Ever since then, because we lived an hour away from each other, we texted all the time, spent almost every day together despite living apart, and so when he aksed me I just knew this was the guy I wanted to father my children and spend the rest of my life with. I’m madly in love with this guy 🙂
No moment, but from the beginning it was different with him. It felt like we had been together forever right from the start.
Can’t remember an ‘ah-ha’ moment but I know he’s the one because he makes me laugh. He makes me smile. He makes me cry. He makes me feel everything and more. He makes me feel alive.
I just knew. We met when he had four months of school left and he had already secured a job about 4 hours away. As the date approached, I was totally filled with dread. In the past, LDR’s weren’t really for me, but I couldn’t imagine not being together and making it work.
I definitely had an “ah-ha” moment and I think about it often. We were in the car at a stop light. I looked over at him, smiling back at me, and it was like a wave of calm just washed over me and I knew. It really felt magical.
Our first “I love you” was less magical. He e-mailed me. HA! Especially silly, since our desks were right next to each other. But when we said “I love you” to each other, it was different than any relationship I’d ever had where the phrase always felt like a plea, or a resignation. This felt like an unbreakable truth of the universe.
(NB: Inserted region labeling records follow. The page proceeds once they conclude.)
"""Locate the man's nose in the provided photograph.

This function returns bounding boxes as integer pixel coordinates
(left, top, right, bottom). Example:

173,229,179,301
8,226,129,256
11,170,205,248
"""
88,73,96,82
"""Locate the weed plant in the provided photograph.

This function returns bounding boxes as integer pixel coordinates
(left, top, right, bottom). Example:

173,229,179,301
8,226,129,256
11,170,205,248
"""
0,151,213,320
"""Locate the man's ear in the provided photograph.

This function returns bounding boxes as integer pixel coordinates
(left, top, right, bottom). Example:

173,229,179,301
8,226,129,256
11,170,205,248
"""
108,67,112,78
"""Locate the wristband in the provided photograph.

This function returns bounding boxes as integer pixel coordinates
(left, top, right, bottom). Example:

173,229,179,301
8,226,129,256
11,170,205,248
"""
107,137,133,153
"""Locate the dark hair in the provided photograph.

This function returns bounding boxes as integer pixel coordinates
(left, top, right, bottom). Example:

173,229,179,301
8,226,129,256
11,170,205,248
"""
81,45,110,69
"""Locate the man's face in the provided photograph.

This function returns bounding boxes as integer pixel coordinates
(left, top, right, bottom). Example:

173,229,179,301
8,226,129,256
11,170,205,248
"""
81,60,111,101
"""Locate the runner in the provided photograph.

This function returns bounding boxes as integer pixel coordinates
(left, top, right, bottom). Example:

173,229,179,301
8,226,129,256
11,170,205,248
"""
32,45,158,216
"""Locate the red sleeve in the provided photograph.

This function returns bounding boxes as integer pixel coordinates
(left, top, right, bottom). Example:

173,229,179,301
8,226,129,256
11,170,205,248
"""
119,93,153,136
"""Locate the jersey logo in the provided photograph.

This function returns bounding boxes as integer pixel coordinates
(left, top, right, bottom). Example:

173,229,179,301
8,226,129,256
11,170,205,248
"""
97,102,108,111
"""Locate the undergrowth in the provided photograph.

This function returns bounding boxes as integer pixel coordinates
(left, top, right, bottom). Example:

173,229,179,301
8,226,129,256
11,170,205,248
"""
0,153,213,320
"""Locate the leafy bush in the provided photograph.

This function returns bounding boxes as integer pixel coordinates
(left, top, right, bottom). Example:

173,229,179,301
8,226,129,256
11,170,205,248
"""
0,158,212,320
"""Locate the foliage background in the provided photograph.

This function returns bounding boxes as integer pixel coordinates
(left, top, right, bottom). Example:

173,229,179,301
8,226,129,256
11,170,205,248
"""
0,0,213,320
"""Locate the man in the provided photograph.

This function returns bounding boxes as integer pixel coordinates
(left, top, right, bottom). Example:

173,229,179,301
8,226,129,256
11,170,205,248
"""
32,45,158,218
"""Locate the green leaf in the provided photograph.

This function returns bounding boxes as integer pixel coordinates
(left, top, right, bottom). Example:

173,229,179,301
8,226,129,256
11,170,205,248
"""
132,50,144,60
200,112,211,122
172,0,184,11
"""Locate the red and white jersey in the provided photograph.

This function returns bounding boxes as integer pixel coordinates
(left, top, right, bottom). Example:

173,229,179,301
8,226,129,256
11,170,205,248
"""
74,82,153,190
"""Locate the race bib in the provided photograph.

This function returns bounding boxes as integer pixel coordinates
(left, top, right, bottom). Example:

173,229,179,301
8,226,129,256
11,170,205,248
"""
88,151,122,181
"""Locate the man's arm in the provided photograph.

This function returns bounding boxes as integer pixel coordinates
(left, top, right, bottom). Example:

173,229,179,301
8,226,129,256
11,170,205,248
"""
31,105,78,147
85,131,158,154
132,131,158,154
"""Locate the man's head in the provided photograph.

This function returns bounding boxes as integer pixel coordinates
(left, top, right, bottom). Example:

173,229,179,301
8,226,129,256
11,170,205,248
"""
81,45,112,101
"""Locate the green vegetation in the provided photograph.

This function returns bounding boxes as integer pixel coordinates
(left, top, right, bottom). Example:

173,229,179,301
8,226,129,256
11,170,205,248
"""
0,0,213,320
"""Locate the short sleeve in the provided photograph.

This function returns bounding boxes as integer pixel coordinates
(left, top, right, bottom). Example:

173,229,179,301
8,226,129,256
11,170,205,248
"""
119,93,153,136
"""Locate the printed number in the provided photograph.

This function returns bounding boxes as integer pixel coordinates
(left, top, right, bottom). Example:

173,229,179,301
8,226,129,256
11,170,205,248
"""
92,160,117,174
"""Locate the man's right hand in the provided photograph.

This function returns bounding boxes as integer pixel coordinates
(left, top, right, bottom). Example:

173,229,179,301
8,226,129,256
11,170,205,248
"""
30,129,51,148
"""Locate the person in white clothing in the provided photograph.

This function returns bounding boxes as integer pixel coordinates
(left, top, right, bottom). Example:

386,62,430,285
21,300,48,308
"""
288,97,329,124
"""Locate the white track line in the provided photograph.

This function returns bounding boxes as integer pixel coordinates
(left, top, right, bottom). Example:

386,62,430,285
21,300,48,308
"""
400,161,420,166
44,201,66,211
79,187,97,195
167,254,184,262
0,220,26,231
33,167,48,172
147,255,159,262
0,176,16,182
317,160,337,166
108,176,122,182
I never had the thought “this is the one”. It was more like a gradual realization that I was willing, and more importantly wanted to stick it out with this man. I wanted to work out every issue we might face because I love him that much and hanging out with him makes me so happy that I want to do it for the rest of my life.
I had 2 AHA moments. The 1st one was 3 weeks into dating “S”. I had to go to business trip really early in the morning and I lived 10 minutes from the airport. He insisted in waking up at 3 AM, drive 45 minutes to pick me up and drop me off at the airport, even though I could have expensed the taxi in the corporate account.
The 2nd AHA moment was in January 2012 and I was in a really BAD car accident which I broke my ribs. He took care of me at my very WORST. The pain was surreal and he slept in the couch for over a month because he was afraid to hurt me in his sleep.
If that is not love, I do not know what is.
I don’t know if there was one moment exactly. One that stands out though is in college, about 7 years before we actually started dating. Him and some friends were at my apt with some of my friends. Him and I started sitting in front of the CD player picking out songs and listening to music (yeah we are old . . pre mp3s). I look up and all of a sudden these two random dudes are in our apartment and the one friend of mine is sitting on this guys lap and the other friend is talking to this other guy ad wearing his hat.
Two things can be taken from that story. 1) We partied a little two hard in college, and 2) I was so engrossed in what we were doing/talking about that I had no idea that was going on around me. And it was always kind of like that when we were together.